This is a story of life on and along the great river, just before the
middle of the nineteenth century. Huckleberry Finn, the son of a drunkard,
and the friend of Tom Sawyer, is the hero of the book. The reader becomes
deeply interested in the fortunes of Jim, a runaway slave, who accompanies
Huck on a raft down the river, and who is almost hourly in danger of being
caught and returned or again enslaved by some chance white man.
One of the strongest scenes in the story is where Huck debates with himself
whether he shall write the owner where to capture Jim, or whether he shall
aid the poor creature to secure his freedom. Since Huck was a child of the
South, there was no doubt in his mind that punishment in the great
hereafter awaited one who deprived another of his property, and Jim was
worth eight hundred dollars. Huck did not wish to lose his soul, and so he
wrote a letter to the owner. Before sending it, however, he, like Hamlet,
argued the case with himself. Should he send the letter or forfeit human
respect and his soul?

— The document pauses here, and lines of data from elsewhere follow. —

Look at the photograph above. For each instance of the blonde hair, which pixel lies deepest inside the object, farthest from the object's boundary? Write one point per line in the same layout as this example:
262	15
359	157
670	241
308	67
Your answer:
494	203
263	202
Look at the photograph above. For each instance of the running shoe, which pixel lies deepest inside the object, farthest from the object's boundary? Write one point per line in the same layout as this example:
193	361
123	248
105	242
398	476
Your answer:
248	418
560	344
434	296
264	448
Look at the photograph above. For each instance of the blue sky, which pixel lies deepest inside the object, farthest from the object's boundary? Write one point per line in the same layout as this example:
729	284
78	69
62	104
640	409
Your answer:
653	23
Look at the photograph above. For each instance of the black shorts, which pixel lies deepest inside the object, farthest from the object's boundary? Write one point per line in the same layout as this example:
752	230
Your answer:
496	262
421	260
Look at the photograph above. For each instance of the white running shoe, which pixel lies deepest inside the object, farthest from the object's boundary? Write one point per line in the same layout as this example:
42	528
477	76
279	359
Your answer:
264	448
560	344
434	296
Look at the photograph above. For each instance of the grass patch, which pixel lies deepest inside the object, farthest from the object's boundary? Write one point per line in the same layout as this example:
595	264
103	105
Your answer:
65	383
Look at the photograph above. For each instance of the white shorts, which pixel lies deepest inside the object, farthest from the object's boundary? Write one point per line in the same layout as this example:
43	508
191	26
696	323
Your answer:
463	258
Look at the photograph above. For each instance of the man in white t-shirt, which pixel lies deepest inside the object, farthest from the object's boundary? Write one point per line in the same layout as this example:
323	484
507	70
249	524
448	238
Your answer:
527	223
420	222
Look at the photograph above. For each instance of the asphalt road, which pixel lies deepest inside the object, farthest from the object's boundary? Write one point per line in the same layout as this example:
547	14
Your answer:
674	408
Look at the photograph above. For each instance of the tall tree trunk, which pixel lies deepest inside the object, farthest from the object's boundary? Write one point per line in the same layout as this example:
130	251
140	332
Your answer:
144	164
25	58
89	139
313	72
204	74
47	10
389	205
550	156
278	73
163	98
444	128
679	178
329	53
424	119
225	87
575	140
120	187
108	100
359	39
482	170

The conclusion that Huck reached is thoroughly
characteristic of Mark Twain's attitude toward the weak. The thirty-first
chapter of Huckleberry Finn, in which this incident occurs, could not
have been written by one who did not thoroughly appreciate the way in which
the South regarded those who aided in the escape of a slave. Another unique
episode of the story is the remarkable dramatic description of the deadly
feud between the families of the Shepherdsons and the Grangerfords.
This story is Mark Twain's masterpiece, and it is not improbable that it
will continue to be read as long as the Mississippi flows toward the Gulf.
Of Mark Twain's achievement in these two tales, Professor William Lyon
Phelps of Yale says: "He has done something which many popular novelists
have signally failed to accomplish--he has created real characters. His two
wonderful boys, Tom Sawyer and Huckleberry Finn, are wonderful in quite
different ways. The creator of Tom exhibited remarkable observation; the
creator of Huck showed the divine touch of imagination.... Tom Sawyer and
Huckleberry Finn are prose epics of American life."